Grandma and me circa 1996

No matter what was going on, I could guarantee that whenever I was with her and/or my grandfather, all was well in my world. The time I spent with them was easy like Sunday morning. All love, all the time.

That ease was always there. When my grandfather died, I was ten years old. My parents shielded me from the ravages of his cancer. I have a very clear memory of remaining in the lobby of a hospital while my parents, grandmother, and uncle were upstairs with my dying grandfather. That was as complicated as it got when it came to my grandparents until I was thirty-eight years old. 

Me, grandma, and ma Mother's Day 2001

It was in 2010 that I learned about the complicated relationship and history between my grandparents and their children. I learned things that I simply could not believe. It was also the same year that Alzheimer’s disease began to steal Grandma away from us. I watched a woman I deeply loved deteriorate into helplessness and the vast majority of her life’s memories erased. She suffered in such a deep and profound way. It’s hard to explain with words. If you’ve seen Alzheimer’s and dementia up close, then you know what it does to a person. 

Me and grandma June 2012

It is very difficult for me to write about either of these things.
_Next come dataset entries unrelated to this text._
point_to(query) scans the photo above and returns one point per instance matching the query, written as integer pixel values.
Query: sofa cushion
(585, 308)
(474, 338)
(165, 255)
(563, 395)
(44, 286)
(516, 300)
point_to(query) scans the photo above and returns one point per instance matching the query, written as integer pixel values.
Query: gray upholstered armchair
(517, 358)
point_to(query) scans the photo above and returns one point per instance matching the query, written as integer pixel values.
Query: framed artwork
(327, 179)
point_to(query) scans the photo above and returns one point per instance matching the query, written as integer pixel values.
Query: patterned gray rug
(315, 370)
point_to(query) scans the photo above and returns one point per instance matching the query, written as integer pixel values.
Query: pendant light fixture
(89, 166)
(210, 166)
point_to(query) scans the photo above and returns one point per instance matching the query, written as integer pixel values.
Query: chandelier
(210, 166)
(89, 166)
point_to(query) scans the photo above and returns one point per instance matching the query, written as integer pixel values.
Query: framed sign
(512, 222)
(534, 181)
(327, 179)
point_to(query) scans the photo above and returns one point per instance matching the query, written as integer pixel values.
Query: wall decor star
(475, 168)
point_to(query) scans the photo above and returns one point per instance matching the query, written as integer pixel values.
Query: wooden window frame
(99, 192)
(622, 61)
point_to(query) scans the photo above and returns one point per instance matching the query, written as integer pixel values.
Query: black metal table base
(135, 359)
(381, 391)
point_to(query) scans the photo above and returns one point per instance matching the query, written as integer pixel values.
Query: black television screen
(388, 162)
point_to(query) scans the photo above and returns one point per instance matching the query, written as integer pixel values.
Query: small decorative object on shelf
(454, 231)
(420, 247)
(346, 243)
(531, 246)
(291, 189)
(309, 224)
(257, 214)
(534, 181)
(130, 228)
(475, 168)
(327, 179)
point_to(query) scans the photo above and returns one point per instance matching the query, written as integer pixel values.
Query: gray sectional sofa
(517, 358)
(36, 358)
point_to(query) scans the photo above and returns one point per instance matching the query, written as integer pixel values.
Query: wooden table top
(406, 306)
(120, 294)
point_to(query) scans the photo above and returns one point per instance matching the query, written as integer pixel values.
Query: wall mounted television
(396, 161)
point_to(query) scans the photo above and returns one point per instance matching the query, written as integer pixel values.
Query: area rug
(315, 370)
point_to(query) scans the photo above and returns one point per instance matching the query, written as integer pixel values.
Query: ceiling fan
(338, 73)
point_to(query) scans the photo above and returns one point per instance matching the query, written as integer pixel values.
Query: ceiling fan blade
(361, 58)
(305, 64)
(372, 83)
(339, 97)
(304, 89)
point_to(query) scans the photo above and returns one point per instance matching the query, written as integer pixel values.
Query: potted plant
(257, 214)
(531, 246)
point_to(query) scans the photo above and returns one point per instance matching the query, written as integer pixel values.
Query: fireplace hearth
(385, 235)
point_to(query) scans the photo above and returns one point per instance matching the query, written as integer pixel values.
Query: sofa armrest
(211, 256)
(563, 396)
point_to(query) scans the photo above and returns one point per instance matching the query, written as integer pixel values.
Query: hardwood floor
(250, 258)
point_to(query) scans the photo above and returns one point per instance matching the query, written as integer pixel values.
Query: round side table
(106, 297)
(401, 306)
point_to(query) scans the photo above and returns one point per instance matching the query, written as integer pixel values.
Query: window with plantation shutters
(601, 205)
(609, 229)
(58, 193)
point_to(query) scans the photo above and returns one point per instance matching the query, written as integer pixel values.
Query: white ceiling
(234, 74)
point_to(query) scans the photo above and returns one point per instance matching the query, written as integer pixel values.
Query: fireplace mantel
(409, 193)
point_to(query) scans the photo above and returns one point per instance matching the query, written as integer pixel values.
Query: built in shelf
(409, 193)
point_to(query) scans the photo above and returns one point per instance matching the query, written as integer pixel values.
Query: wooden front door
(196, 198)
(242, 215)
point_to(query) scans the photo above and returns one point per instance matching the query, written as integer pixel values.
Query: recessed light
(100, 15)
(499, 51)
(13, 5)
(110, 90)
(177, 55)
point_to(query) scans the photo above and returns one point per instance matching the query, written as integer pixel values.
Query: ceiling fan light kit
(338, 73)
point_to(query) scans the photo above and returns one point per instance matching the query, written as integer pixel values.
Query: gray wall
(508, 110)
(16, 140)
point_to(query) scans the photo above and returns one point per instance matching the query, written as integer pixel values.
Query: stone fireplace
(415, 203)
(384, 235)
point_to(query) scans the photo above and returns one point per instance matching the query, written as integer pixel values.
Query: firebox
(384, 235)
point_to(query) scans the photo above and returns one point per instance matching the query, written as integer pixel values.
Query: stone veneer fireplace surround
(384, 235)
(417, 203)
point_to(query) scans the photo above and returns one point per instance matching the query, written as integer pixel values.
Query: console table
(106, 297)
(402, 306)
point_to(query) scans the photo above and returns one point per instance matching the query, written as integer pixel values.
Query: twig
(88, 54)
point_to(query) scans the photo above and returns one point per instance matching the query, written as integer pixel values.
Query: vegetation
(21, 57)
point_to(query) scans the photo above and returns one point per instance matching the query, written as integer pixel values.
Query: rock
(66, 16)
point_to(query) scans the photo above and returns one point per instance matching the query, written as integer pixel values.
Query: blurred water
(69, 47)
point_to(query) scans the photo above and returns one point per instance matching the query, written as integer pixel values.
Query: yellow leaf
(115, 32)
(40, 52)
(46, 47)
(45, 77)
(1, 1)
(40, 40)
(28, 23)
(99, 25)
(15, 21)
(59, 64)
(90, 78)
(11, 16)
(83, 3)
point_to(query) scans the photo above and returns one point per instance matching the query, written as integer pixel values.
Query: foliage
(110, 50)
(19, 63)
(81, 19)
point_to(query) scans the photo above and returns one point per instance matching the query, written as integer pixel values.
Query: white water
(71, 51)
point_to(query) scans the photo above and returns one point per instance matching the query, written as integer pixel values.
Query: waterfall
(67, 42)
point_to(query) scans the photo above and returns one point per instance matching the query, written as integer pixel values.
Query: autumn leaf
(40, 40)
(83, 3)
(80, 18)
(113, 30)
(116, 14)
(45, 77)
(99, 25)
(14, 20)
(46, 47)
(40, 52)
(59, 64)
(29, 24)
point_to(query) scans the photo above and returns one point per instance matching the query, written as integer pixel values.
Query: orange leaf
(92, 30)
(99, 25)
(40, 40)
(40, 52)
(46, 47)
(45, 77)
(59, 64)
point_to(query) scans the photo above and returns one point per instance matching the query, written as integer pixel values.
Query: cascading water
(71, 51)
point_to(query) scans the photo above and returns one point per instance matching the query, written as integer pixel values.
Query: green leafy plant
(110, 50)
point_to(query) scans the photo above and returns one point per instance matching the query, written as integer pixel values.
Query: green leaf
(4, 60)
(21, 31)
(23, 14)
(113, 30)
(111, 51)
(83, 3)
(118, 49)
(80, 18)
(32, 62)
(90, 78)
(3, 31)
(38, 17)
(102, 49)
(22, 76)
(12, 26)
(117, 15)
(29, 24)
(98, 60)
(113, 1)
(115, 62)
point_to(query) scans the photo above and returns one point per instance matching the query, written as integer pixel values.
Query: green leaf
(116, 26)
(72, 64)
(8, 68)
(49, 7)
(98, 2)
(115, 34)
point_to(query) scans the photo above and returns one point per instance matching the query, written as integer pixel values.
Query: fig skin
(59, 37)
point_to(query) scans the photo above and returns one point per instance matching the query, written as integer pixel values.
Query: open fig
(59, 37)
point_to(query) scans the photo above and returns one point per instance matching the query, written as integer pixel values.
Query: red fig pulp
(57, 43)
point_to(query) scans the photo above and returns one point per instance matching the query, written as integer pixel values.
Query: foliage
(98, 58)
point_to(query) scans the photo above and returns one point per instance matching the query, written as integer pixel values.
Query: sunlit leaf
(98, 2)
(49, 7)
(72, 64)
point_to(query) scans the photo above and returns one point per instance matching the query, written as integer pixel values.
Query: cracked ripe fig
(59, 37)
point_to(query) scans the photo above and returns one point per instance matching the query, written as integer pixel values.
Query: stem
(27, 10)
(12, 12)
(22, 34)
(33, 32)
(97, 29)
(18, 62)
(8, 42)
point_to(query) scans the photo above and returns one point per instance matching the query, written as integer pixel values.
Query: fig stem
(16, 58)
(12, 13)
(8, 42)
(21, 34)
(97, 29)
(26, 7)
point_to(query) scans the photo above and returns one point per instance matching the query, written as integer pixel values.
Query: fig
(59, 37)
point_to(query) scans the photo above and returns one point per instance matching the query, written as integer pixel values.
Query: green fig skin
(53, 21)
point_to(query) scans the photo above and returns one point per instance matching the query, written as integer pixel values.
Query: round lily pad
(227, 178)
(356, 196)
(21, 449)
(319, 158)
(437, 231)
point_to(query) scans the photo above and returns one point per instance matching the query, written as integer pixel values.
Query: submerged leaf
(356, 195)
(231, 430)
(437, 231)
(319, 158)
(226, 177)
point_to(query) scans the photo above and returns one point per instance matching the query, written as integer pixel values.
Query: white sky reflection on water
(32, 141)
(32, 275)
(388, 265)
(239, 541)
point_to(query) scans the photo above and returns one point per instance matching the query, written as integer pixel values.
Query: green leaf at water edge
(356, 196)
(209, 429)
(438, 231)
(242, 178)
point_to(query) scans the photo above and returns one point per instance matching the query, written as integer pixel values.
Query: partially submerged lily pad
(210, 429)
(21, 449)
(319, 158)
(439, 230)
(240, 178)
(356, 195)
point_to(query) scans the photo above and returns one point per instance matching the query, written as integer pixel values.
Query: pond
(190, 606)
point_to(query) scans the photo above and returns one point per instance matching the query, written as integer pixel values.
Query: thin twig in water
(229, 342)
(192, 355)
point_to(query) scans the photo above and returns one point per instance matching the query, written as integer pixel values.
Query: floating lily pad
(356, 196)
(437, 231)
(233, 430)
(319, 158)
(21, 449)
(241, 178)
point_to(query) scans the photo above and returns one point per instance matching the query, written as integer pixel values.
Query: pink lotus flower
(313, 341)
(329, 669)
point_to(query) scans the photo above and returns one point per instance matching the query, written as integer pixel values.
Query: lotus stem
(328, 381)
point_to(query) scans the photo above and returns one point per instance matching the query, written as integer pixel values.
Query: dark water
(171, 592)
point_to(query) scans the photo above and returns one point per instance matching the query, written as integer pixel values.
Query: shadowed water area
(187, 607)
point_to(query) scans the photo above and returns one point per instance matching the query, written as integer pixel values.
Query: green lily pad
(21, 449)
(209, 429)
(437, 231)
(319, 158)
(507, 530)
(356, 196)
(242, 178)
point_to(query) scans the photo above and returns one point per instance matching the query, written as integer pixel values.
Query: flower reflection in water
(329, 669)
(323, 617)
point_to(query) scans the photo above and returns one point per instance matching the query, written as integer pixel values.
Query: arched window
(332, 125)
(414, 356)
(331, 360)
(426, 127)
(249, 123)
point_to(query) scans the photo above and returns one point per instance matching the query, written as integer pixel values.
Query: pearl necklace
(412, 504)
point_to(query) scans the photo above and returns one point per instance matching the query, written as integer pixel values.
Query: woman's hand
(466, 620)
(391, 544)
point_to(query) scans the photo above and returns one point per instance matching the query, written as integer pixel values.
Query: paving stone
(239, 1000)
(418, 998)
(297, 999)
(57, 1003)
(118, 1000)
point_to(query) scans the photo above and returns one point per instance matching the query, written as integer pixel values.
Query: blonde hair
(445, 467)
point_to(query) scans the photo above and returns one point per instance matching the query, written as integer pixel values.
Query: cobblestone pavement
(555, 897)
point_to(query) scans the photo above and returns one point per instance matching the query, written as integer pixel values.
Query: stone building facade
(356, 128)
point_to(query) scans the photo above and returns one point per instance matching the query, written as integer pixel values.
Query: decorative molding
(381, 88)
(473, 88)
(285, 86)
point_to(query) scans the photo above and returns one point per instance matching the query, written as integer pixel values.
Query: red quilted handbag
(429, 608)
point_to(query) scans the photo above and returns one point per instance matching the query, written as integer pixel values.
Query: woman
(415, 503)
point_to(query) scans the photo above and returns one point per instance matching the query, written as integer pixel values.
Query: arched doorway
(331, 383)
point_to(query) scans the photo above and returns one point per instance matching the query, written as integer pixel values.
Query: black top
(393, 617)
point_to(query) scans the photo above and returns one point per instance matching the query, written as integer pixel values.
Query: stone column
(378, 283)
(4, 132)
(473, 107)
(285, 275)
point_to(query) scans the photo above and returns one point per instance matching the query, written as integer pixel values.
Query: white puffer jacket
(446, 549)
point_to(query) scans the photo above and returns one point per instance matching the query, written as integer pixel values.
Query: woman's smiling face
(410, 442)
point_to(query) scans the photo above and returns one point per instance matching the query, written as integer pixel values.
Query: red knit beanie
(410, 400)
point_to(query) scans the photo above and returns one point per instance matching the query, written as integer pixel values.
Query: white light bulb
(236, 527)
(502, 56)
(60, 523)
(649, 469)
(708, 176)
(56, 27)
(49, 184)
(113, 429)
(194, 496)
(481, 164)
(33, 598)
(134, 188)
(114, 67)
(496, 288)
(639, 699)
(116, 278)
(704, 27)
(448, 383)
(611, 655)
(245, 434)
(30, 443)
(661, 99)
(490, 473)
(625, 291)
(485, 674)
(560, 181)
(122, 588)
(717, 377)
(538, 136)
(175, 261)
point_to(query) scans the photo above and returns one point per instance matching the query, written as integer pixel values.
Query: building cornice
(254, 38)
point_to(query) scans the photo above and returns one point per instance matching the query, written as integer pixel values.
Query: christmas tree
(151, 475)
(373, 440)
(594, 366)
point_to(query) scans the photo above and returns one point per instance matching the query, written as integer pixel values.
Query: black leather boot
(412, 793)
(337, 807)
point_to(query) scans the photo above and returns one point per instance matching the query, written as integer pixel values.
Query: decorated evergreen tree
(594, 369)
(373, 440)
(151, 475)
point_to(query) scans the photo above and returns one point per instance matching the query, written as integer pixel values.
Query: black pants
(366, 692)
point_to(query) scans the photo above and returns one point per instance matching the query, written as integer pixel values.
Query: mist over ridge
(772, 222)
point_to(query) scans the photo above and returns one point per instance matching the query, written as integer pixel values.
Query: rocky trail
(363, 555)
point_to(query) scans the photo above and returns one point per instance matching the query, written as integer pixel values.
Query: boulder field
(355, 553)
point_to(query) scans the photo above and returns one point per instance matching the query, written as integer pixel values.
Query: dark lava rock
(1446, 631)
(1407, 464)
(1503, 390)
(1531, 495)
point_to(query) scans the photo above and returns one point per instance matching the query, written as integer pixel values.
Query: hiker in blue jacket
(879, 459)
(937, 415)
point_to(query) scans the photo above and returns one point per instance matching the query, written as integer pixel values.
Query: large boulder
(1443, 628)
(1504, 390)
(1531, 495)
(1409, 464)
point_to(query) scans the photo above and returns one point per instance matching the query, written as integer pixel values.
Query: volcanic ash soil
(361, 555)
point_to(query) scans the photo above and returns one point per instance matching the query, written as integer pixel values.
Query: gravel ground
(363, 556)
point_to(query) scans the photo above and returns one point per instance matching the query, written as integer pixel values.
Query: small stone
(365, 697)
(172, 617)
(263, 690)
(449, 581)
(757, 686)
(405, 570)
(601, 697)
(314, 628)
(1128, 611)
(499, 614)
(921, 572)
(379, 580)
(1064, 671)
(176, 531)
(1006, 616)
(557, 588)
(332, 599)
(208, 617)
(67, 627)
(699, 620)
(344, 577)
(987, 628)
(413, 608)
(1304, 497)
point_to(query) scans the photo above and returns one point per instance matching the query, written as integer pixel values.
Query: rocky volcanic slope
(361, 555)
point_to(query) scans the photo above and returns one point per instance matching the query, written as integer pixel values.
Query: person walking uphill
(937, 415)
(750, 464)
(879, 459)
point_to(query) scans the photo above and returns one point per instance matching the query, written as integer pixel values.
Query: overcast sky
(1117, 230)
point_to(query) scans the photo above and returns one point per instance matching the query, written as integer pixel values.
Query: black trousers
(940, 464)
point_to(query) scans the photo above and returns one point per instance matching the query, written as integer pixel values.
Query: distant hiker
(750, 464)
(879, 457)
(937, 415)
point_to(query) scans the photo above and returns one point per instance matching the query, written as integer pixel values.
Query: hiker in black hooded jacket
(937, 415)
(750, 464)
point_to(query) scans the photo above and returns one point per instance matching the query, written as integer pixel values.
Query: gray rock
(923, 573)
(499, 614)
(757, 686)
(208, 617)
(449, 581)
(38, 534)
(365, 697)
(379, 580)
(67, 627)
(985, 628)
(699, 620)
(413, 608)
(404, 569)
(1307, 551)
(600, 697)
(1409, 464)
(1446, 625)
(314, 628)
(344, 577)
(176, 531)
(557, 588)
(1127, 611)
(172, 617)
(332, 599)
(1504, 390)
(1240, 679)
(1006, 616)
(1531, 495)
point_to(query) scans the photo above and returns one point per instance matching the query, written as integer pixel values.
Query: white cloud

What I can say is this:

The relationship I had with my grandmother is the complete opposite of the relationship my mother had with her. Why? I never lived with my grandmother even though we spent an enormous amount of time together until I moved from Detroit to Atlanta when I was fourteen years old. Grandma was not responsible for raising me. Because of that distance, we could simply enjoy each other’s company, and have a blast doing it. A parent does not have that simple luxury. So the woman I knew only had to love me. All I had to do was love her. 

Right up to the end…I saw my grandma in January, a month before she died. My mom took me to the home grandma was living at. She had no idea who I was. We were sitting at a table together. Grandma was trying to feed herself a bowl of Cheerios and milk. Pointing to me, my mother said, “Ma, you know who this is?” Grandma looked at me. “No, but she seems like a real nice lady.” My mom said, “She is, Ma. She is.” “Mmmhmm,” Grandma said. “Real nice.” All I could do was rub her arm and give her a hug.

That was our last conversation. The love was still there. The bond between grandparent and grandchild is indeed a simple, sacred one. I am forever grateful for my maternal grandmother. 

Grandma at her favorite spot. May 2010

Rest in Peace, Power, and Freedom.
I will always cherish you, yet I am happy you are free from suffering.